As I continued to sit while she was documenting all of this, I realised, I don't feel my heart pounding... This was strange, as I would normally feel it with such a high reading. I then said to her, I would like to get a second reading... My doctor bustled me out of her office and into the hands of a practice nurse. I then removed my jersey and skivvy (sitting there in my singlet) and the reading was repeated... 130/90 !! There you have it... practically 'normal' with allowance made for disrupted/ no sleep after the previous night shift. I asked about getting my prescription changed back, but the nurse basically said that the doctor didn't agree to changing the script and that i'd better stick with what the doctor had recommended. I walked out resigned to be compliant.
Over the weekend, the side-effects have been absolutely horrible !! Very nasty... and why would she not change the script when my 2nd reading had been practically normal ??
The weekend gave me a bit more time to think about things... as my head cleared from the swoon of the first few days of taking the new meds. I realised a few things...
Who is my doctor really working for? We all know about the pledge of the Hypocratic Oath and that doctors are 'meant' to be looking after their patients' welfare... but who else are doctors working for ???
"The Agenda" of course... to keep the population generally compliant and dependent on 'the system'. Specifically, 'The Agenda' to the medical fraternity is best expressed as them being servants of the pharmaceutical companies.
So, what happens if someone wants to come off their medications and chooses 'autonomy' ??? Well in this case, I believe my doctor purposefully puffed the cuff up to such an extent to cause me pain so that I would end up with a high (faulty) reading.
Why would she do that ?? Because I would no longer be in compliance to 'The Agenda' which ultimately wants to keep me 'weak' and pitiful... in dependence upon 'the system' for my health, food, water, heating, energy and so on. The more I am in self-reliance, the less they can manipulate me.

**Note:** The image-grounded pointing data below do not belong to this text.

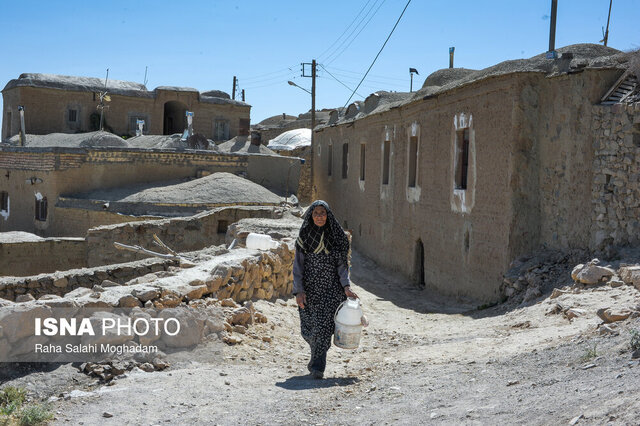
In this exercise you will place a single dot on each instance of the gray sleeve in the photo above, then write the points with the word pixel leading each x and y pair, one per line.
pixel 298 267
pixel 343 272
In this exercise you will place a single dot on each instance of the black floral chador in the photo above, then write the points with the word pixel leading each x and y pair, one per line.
pixel 320 271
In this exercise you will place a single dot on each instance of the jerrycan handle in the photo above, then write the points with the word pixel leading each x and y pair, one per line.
pixel 345 301
pixel 338 310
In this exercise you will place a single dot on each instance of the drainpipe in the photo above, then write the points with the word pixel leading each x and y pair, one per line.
pixel 552 54
pixel 189 115
pixel 23 135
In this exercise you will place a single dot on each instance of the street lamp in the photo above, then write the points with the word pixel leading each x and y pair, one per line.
pixel 291 83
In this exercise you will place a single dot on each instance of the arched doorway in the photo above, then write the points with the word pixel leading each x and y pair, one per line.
pixel 418 274
pixel 174 117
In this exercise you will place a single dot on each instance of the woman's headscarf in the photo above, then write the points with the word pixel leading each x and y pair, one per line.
pixel 328 239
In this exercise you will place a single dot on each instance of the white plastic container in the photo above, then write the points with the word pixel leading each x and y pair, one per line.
pixel 260 241
pixel 348 319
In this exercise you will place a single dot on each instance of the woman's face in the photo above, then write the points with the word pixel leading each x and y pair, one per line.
pixel 319 215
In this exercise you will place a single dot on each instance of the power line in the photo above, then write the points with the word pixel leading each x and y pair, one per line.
pixel 374 59
pixel 356 36
pixel 345 30
pixel 283 70
pixel 352 31
pixel 279 77
pixel 359 73
pixel 336 79
pixel 355 79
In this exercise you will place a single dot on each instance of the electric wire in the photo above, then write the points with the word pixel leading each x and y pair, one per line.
pixel 336 79
pixel 356 36
pixel 354 80
pixel 345 30
pixel 347 39
pixel 381 49
pixel 359 73
pixel 262 75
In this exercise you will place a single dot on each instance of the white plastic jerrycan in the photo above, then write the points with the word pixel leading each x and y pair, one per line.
pixel 348 319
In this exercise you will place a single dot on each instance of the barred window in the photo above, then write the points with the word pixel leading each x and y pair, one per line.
pixel 41 209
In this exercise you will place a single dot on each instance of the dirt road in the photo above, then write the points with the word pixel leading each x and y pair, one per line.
pixel 423 360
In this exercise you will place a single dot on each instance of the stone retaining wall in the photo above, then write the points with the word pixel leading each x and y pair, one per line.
pixel 61 283
pixel 48 255
pixel 181 234
pixel 305 183
pixel 616 171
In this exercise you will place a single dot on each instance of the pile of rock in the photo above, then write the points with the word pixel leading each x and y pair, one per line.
pixel 531 276
pixel 592 273
pixel 108 371
pixel 238 319
pixel 239 274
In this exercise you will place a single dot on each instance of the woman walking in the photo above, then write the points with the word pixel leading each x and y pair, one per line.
pixel 320 280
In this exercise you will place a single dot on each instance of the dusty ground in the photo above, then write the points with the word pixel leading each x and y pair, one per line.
pixel 423 360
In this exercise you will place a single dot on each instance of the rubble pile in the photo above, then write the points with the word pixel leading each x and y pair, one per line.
pixel 529 277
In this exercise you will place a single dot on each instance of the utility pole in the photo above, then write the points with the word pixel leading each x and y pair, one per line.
pixel 313 99
pixel 551 54
pixel 233 92
pixel 606 33
pixel 313 109
pixel 411 72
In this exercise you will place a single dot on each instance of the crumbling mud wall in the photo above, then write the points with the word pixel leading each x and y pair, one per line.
pixel 181 234
pixel 615 189
pixel 49 255
pixel 60 283
pixel 304 184
pixel 241 274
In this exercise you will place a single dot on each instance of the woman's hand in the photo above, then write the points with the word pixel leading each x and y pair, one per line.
pixel 349 293
pixel 301 300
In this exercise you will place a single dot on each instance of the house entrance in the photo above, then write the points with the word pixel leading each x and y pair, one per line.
pixel 174 117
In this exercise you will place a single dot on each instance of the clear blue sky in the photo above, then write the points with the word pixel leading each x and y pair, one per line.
pixel 203 44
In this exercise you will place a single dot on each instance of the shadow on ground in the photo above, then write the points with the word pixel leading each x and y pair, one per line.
pixel 308 382
pixel 389 286
pixel 13 370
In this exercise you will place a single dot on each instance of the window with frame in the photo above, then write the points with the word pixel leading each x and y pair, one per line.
pixel 362 161
pixel 221 130
pixel 386 158
pixel 243 127
pixel 133 123
pixel 413 161
pixel 345 160
pixel 4 201
pixel 41 209
pixel 462 158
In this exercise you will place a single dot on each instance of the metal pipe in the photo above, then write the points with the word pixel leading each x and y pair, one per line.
pixel 552 29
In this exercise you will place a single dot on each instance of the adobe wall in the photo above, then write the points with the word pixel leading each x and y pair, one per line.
pixel 615 187
pixel 270 133
pixel 560 115
pixel 61 283
pixel 50 255
pixel 54 172
pixel 304 184
pixel 181 234
pixel 465 235
pixel 46 111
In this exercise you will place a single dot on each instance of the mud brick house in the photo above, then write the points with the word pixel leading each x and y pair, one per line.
pixel 450 184
pixel 66 104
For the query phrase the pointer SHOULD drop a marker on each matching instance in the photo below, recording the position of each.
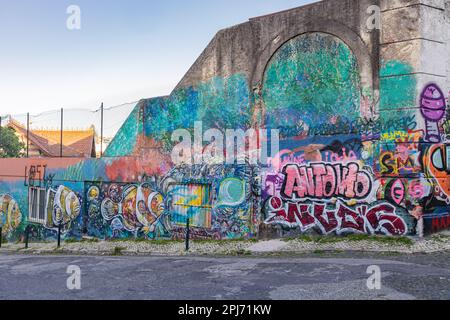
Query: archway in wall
(311, 86)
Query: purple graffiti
(433, 106)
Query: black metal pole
(28, 135)
(62, 123)
(27, 236)
(59, 235)
(187, 233)
(101, 130)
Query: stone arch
(366, 63)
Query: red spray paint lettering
(326, 181)
(378, 219)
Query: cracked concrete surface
(329, 277)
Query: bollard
(27, 236)
(59, 235)
(187, 234)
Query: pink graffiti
(378, 219)
(326, 181)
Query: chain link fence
(66, 124)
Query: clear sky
(126, 49)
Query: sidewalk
(437, 243)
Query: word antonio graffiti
(326, 181)
(378, 219)
(313, 196)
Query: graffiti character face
(114, 193)
(433, 103)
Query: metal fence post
(187, 233)
(61, 137)
(27, 236)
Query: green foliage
(10, 145)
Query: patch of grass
(93, 240)
(354, 238)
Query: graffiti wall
(342, 169)
(348, 162)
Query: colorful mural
(346, 164)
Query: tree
(10, 145)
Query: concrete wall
(362, 120)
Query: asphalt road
(331, 277)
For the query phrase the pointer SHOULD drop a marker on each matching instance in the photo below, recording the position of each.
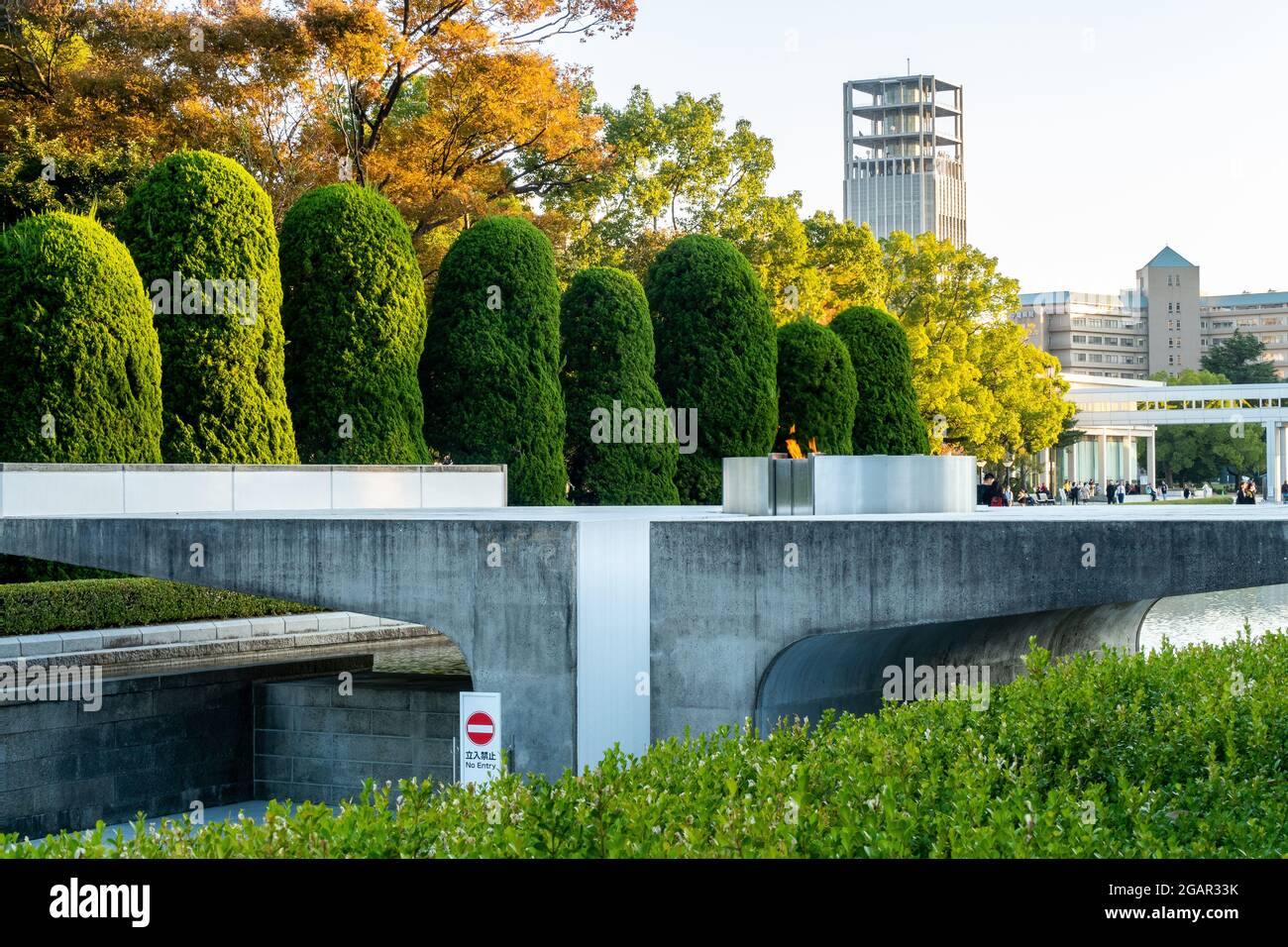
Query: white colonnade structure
(1134, 408)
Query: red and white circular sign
(480, 728)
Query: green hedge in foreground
(90, 603)
(1181, 754)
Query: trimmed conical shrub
(81, 369)
(353, 309)
(490, 368)
(887, 420)
(621, 446)
(201, 234)
(816, 392)
(716, 352)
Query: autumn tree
(445, 106)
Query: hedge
(489, 375)
(619, 449)
(1098, 757)
(204, 218)
(816, 392)
(81, 369)
(888, 419)
(91, 603)
(353, 312)
(716, 352)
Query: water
(1215, 616)
(421, 656)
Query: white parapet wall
(62, 489)
(840, 484)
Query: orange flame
(793, 447)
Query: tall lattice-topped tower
(903, 157)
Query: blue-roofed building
(1163, 324)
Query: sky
(1095, 132)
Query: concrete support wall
(156, 745)
(313, 742)
(515, 622)
(848, 672)
(725, 605)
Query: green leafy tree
(677, 169)
(945, 295)
(887, 420)
(81, 368)
(1020, 390)
(848, 260)
(490, 368)
(201, 232)
(355, 317)
(608, 373)
(1201, 453)
(816, 389)
(716, 354)
(1240, 359)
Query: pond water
(1215, 616)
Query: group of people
(1245, 492)
(992, 492)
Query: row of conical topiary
(187, 344)
(172, 346)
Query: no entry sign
(481, 737)
(480, 728)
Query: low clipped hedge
(35, 608)
(1119, 757)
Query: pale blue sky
(1095, 133)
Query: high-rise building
(903, 157)
(1164, 324)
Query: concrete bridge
(629, 625)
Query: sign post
(481, 737)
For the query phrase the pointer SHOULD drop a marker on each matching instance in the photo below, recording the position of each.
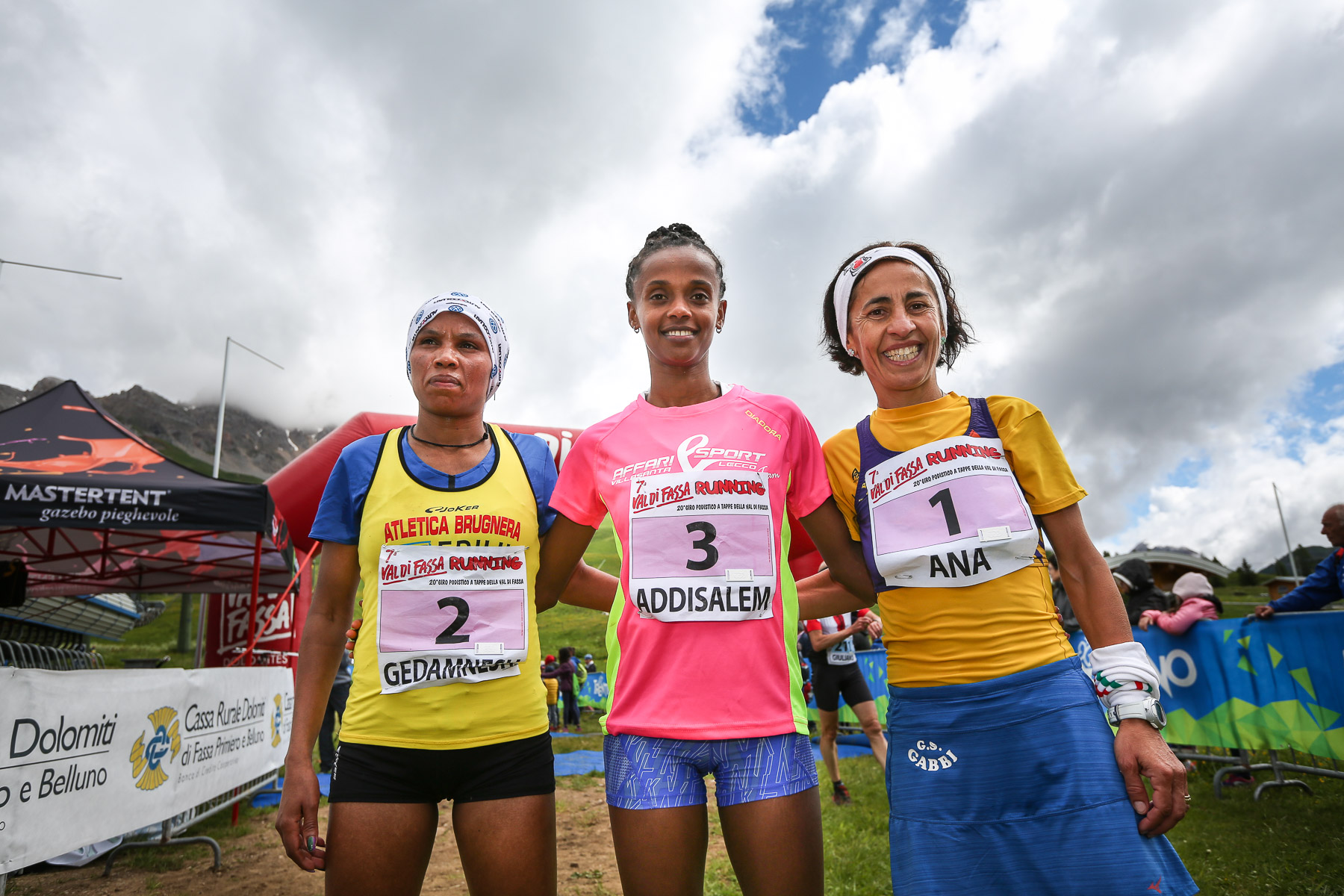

For her ?? She would lose 'kick-backs' from the pharmaceutical companies if too many people decided to come off their meds. As well, there goes the 'repeat business' sector of the practice. Just think of all the people who have to front up to their GP every 3 months for their repeat regular prescriptions. It's definitely in my doctor's best interests to keep me under her thumb... in drug-taking dependence.
With this realised, I know there is only ONE course of action I can take...
Wish me well everyone as I go in and wrestle with 'the giant'. I want to tell her "I see you", which I believe now, that I do. I have already sent her this message in the early hours of this morning... and I envisage her writing me a script for my old medication, realising full-well my plans to continue reducing the dose. The new meds she put me on that have given me all the grief, are 'time release' with cautions all over the new pack to not cut, crush or take less than the whole dose. Funny that :-/
I see 'the agenda' now... and to think I especially wanted a woman doctor because I believed I would get more 'ethical treatment'. Yeah, Right !!! What a scam !! I see it now. I reclaim my health and raise the finger to drug dependency. I'm coming off my drugs, whether they like it or not. If my doctor's agenda is to serve the pharmaceutical company rather than myself as her patient, ie: if she refuses to write me a new script, I will be uplifting my medical file forthwith and telling her to stick her pills where the sun don't shine.
I'm done with it. No more pandering to the drug companies. I give them the haka with the cut throat... They're not controlling me any longer.
I see you now... You little worms !!!!